Des vins côté féminin

Le château de l’Engarran est incontestablement de celles-ci. Le siècle n’étant plus au libertinage, c’est la vigne que l’on cultive à Engarran. Et de fort belle manière. Ne sachant rien des propriétaires je découvre que le château est tenu par la famille Grill représentée par deux femmes énergiques : Constance et Diane. Tous les articles consacrés à ce domaine insistent souvent sur le côté féminin des vins. C’est vrai. Leurs vins sont des exemples de bonnes manières, de douceur, les tanins sont travaillés pour être veloutés. Une fois sur place j’ai découvert la grande cuvée Quetton Saint-Georges. Un nom pareil ne s’oublie pas.
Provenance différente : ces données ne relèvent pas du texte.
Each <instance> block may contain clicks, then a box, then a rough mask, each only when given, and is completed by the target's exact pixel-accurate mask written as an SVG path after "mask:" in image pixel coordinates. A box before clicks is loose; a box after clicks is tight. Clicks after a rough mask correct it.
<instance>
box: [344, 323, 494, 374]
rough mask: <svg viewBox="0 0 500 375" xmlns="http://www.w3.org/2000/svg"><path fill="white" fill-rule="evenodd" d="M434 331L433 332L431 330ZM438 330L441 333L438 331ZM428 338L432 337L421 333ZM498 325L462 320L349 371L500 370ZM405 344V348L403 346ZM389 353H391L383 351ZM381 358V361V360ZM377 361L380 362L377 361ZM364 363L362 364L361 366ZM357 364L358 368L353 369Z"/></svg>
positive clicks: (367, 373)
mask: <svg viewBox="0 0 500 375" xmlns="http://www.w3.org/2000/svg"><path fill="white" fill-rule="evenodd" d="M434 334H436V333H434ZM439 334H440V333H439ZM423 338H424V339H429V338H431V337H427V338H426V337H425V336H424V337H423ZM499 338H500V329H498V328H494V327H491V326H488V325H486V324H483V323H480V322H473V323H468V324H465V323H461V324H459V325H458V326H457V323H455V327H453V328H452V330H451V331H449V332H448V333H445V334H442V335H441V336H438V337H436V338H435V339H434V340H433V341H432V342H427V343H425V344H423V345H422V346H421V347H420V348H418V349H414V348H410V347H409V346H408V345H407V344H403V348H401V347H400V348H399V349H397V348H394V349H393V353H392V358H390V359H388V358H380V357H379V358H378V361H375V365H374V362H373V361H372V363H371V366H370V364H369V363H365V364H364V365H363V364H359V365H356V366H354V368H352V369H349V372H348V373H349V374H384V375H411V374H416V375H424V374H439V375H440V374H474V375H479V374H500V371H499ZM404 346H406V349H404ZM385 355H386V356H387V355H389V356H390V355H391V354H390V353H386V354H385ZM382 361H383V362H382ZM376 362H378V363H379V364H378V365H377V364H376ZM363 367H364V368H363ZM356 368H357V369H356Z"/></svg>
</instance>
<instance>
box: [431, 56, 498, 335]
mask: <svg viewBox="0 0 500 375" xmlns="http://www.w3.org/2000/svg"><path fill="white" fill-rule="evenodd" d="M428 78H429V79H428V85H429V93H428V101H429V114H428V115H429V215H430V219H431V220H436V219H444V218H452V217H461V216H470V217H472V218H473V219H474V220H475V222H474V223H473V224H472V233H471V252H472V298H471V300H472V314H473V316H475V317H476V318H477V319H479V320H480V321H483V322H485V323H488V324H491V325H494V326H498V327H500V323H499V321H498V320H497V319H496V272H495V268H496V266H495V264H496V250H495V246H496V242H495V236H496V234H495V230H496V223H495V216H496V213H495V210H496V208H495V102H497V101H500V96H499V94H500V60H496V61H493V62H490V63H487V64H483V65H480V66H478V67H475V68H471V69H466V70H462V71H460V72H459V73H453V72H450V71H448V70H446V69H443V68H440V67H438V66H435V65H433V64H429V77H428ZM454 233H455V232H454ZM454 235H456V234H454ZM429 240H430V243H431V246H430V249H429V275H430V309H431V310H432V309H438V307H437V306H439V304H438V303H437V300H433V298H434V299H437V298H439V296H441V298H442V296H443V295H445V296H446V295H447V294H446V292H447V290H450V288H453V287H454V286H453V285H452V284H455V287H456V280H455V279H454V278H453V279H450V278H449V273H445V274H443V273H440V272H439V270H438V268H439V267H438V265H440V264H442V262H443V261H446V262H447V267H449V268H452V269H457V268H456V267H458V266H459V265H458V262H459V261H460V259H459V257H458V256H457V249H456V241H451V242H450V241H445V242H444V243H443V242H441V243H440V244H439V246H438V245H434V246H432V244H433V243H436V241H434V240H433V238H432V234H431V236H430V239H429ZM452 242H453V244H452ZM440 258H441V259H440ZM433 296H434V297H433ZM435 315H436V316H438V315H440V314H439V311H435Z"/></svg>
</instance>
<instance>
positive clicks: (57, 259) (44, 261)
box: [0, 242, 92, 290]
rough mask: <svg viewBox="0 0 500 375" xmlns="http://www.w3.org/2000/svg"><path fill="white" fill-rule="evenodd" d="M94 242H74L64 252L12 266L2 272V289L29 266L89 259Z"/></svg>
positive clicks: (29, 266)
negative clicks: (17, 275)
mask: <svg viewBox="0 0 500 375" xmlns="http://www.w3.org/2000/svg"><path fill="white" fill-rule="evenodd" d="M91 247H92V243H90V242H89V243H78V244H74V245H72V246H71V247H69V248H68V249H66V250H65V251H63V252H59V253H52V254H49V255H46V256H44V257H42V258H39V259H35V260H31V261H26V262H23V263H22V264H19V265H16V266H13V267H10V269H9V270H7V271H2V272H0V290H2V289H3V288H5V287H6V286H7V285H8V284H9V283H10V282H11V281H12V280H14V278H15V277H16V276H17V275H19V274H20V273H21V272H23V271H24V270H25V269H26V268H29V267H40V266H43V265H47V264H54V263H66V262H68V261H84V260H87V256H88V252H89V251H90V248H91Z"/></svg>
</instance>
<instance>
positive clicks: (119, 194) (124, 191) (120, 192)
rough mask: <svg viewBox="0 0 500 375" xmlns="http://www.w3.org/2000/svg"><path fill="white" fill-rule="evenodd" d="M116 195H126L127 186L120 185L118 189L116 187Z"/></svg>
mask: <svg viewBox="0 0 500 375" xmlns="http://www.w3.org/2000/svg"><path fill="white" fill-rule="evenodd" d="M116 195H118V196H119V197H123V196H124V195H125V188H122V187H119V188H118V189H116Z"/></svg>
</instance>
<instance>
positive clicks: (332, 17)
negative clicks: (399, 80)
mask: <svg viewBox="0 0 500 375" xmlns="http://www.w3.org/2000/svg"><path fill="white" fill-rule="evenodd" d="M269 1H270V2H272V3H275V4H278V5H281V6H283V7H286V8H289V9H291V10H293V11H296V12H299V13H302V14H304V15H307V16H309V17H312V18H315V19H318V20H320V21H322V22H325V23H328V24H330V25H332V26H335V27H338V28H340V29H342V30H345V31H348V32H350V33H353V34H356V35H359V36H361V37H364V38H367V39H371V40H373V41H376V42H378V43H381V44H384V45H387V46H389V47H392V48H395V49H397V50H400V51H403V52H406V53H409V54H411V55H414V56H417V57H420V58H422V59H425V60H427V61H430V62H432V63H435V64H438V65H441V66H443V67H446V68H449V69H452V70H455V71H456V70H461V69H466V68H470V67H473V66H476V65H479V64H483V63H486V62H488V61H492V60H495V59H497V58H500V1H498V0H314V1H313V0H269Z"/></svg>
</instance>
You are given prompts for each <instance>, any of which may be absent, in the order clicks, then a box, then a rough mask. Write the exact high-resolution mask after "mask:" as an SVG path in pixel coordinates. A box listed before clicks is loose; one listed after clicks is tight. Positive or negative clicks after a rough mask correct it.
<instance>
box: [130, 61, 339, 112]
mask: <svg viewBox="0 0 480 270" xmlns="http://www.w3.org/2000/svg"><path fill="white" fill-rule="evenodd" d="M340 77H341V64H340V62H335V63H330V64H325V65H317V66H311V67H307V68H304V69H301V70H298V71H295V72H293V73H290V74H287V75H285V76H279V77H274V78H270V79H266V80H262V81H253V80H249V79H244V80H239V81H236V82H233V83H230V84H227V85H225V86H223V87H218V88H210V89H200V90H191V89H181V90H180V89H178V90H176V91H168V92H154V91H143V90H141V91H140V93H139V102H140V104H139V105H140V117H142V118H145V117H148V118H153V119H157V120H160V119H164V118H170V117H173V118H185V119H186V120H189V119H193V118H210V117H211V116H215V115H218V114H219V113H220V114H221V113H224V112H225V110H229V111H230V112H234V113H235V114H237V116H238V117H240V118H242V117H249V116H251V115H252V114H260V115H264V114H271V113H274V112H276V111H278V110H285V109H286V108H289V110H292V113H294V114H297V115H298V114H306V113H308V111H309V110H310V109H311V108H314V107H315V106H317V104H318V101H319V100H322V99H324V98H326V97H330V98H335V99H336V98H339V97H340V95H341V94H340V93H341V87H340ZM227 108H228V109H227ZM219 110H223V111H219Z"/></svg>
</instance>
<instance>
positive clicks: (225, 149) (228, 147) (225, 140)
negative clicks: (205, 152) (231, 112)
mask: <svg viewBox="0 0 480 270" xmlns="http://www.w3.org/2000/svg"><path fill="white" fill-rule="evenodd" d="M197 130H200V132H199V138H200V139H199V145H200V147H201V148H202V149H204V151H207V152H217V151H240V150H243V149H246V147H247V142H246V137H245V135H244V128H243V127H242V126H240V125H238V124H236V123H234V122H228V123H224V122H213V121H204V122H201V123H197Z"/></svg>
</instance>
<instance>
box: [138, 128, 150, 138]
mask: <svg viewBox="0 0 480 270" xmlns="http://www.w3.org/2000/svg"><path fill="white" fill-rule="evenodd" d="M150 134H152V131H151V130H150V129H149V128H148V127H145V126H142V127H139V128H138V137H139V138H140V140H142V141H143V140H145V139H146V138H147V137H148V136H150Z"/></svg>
Il fait penser au chevalier de Saint Georges qui fut l’un des personnages les plus hauts en couleur de cette fin du XVIII siècle et de la Révolution naissante. Métis reconnu et fièrement introduit à Versailles par son père aristocrate de haut rang, le chevalier de Saint-Georges fut l’un des plus grands compositeurs de la fin du siècle des lumières. Il fut aussi l’un des plus redoutables bretteurs de la cour et se battit même en duel à Londres avec le fameux chevalier d'Eon habillé en femme. Homme de confiance du Duc d’Orléans, le chevalier de Saint Georges était familier du Palais Royal, haut lieu de jeu, de ribauderie et de philosophie. La Révolution Française est née de l’effet du café sur les esprits échauffés des parisiens, a soutenu Jules Michelet. La cuvée Quetton Saint Georges du château de L’Engarran a tout du chevalier éponyme. Elle est brillante et métissée avec ses aromes de cacao. Très majoritairement sur la Syrah, elle sait parfaitement croiser le fer, tout en restant parfaitement cultivée. La noblesse, l’aisance, l’ambiguïté des sentiments. C’est un vin à boire en relisant les Liaisons Dangereuses.